Permaculture: UMass vs. Smith

31 Jul

It all began last semester when Helena Farrell, the woman who started the famed permaculture movement at UMass, came to speak to my LSS 100 class about her experience.  I had heard of permaculture before but had never really listened and I thought it was just some flashy new gardening technique.  But Helena Farrell made me and my fellow Community Garden org members in the class realize that this was a model that could really work for us and could help us solve some of the challenges we had been facing.  It would mean we would have less area that we needed to plant every spring with our limited crew of volunteers and it would help the garden be more sustainable and consistent from year to year, permaculture also appealed to us because it implied a deeper connection between the Earth and people and allow for both to be taken care of.  We went up to Helena at the end of her lecture and shared our excitement with her.  She encouraged us to look to the current model in place at UMass because it has been so successful.

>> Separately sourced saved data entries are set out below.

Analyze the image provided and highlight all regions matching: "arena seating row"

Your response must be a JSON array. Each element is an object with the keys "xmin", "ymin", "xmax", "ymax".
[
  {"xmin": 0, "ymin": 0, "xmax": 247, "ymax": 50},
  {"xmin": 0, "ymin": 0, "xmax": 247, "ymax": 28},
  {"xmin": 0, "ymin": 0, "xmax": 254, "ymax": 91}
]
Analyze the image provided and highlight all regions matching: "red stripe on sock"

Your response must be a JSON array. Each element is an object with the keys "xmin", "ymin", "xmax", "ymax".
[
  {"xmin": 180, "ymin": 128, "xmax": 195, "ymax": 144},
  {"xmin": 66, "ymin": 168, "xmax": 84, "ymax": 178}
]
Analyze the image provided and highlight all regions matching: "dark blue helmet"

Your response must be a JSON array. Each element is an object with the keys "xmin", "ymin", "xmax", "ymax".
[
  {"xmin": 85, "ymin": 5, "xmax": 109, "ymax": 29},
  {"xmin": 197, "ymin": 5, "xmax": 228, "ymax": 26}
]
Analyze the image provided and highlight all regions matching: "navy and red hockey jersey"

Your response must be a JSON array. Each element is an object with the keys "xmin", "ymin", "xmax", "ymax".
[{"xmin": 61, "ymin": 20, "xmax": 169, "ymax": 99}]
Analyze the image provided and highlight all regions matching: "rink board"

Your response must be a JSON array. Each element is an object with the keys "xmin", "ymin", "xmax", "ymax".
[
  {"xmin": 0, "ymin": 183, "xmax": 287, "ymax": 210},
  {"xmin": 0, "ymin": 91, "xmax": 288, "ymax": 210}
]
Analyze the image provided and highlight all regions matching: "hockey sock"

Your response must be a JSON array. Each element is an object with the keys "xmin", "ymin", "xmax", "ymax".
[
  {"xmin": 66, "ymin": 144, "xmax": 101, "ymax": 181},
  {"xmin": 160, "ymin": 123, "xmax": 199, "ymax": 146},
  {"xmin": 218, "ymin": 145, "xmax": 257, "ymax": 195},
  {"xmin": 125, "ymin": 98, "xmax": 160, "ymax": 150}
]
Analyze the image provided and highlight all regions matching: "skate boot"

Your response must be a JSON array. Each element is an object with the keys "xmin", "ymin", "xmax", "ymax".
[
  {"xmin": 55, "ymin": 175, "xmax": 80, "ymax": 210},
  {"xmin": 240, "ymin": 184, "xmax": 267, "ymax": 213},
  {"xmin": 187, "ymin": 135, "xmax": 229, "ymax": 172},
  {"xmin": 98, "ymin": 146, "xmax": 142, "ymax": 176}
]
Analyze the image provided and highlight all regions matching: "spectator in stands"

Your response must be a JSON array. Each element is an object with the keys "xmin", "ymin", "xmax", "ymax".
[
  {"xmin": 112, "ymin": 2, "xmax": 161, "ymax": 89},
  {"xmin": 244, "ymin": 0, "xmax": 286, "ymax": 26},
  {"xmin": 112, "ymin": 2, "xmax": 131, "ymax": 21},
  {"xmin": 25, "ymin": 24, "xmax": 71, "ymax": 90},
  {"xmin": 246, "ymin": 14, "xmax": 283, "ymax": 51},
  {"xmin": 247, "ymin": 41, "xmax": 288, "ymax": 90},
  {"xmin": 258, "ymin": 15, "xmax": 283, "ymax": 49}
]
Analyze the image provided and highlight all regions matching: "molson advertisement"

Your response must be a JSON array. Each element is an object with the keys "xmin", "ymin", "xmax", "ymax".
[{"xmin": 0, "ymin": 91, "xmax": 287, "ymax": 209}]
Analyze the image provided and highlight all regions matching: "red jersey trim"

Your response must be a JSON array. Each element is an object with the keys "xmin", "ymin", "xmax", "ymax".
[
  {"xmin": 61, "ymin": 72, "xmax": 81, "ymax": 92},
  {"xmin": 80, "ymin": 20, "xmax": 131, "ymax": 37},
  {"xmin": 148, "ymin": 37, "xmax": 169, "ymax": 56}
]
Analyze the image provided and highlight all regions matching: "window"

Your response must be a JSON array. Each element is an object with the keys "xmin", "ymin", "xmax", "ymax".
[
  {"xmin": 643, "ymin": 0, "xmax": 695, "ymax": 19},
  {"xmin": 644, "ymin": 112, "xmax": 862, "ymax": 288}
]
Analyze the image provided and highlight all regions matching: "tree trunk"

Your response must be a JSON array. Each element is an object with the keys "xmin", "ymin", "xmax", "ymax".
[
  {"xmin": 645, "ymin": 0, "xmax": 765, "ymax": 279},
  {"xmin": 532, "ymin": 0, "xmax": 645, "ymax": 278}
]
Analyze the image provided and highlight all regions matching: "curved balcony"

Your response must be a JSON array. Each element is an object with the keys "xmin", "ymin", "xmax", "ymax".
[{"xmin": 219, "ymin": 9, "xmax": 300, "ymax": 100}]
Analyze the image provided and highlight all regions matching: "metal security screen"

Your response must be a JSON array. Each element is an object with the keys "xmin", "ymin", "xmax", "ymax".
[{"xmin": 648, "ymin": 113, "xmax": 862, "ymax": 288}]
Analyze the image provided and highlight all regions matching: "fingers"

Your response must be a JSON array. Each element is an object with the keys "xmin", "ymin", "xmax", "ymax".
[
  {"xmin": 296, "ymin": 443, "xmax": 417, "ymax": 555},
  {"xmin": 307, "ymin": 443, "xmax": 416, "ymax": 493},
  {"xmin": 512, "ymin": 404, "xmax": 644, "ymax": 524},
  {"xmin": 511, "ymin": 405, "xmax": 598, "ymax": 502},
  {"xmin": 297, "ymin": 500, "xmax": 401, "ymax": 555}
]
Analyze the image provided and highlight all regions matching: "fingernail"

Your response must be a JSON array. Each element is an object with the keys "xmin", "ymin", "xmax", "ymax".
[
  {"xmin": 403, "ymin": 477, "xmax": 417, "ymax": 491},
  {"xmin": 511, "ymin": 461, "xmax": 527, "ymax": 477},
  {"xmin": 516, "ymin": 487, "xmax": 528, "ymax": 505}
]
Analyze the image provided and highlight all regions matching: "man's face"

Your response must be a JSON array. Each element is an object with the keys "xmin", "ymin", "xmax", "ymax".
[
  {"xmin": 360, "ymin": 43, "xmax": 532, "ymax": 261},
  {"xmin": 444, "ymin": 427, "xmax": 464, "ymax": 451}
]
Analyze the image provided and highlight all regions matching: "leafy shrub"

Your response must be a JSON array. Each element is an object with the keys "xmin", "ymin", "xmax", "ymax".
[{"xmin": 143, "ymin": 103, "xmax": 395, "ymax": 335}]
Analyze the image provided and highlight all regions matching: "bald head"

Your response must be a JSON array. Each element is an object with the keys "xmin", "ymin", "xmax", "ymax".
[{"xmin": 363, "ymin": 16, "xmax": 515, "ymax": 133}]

I kept permaculture for the garden on a front burner in my mind and UMass on the back burner.  I knew that there were certain aspects of the UMass system that could only thrive at a school like UMass and might not be directly applicable to our garden, such as credits and work-study positions dedicated to managing the gardens on campus and planning for their development and planting.  In any case, I attended one day of the three day Permaculture Your Campus Conference that UMass was hosting earlier this summer thanks to funding through the Smith Students’ Aid Society.

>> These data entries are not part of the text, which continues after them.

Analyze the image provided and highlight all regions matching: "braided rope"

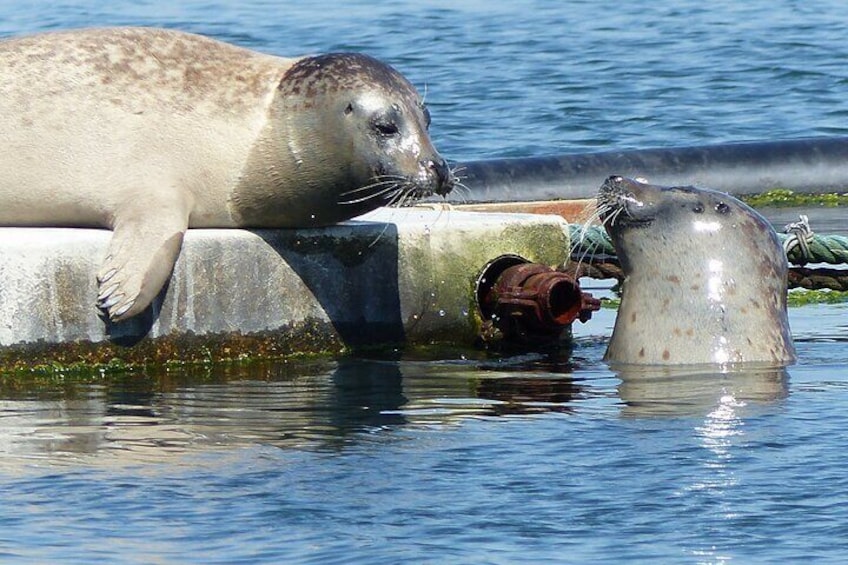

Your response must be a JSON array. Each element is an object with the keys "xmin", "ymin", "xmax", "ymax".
[
  {"xmin": 567, "ymin": 225, "xmax": 848, "ymax": 291},
  {"xmin": 783, "ymin": 233, "xmax": 848, "ymax": 265},
  {"xmin": 568, "ymin": 224, "xmax": 848, "ymax": 266}
]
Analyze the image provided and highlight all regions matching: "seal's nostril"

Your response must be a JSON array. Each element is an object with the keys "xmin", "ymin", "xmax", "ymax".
[
  {"xmin": 422, "ymin": 158, "xmax": 453, "ymax": 193},
  {"xmin": 602, "ymin": 175, "xmax": 624, "ymax": 190}
]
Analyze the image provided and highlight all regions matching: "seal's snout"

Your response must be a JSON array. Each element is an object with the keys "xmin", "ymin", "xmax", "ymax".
[
  {"xmin": 597, "ymin": 175, "xmax": 657, "ymax": 229},
  {"xmin": 603, "ymin": 175, "xmax": 625, "ymax": 188},
  {"xmin": 598, "ymin": 175, "xmax": 631, "ymax": 212},
  {"xmin": 601, "ymin": 175, "xmax": 643, "ymax": 193},
  {"xmin": 423, "ymin": 157, "xmax": 455, "ymax": 196}
]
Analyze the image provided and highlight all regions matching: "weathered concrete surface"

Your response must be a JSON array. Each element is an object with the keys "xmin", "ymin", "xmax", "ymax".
[{"xmin": 0, "ymin": 208, "xmax": 571, "ymax": 368}]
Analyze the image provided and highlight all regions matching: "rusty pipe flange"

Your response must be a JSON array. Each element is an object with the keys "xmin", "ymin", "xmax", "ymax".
[
  {"xmin": 476, "ymin": 256, "xmax": 599, "ymax": 343},
  {"xmin": 493, "ymin": 263, "xmax": 584, "ymax": 329}
]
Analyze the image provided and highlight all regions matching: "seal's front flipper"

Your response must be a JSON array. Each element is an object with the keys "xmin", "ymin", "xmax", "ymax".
[{"xmin": 96, "ymin": 208, "xmax": 189, "ymax": 322}]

Going in to the conference I wasn’t too sure what to expect, but it turned out to be extremely helpful and inspirational.  I learned all about how to analyze a site for it’s permaculture opportunities from Jonathan Bates of Food Forest Farm, the importance of partnering with other local organizations based on the Grow Food Amherst model and Sarah Berquist’s PC in the PV practicum course, and how UMass has been able to integrate their garden and permaculture efforts into the academic fabric of the campus and market their campaigns successfully.  I was able to talk to UMass permaculture staff and students but I was also able to meet and talk to gardeners from Michigan, New York and California.  They each came with a whole host of perspectives on permaculture, some were experienced permaculture gardeners, others were permaculture skeptics from traditional farming backgrounds. UMASSgarden                                           The permaculture garden at UMass.

Just hearing about the wide range of motivations that people had for coming to the conference made me realize just how big the permaculture movement really is and how the guiding principles of permaculture can be manipulated to suit the needs of any garden, no matter what the scale or the institutional context.  It made me feel better to know that we could be inspired by UMass and use their resources without having to walk perfectly in their footsteps.  The Community Garden can incorporate permaculture on our own terms so that the garden continues to fit within the fabric of Smith while creating positive social change through the principles the practice embodies.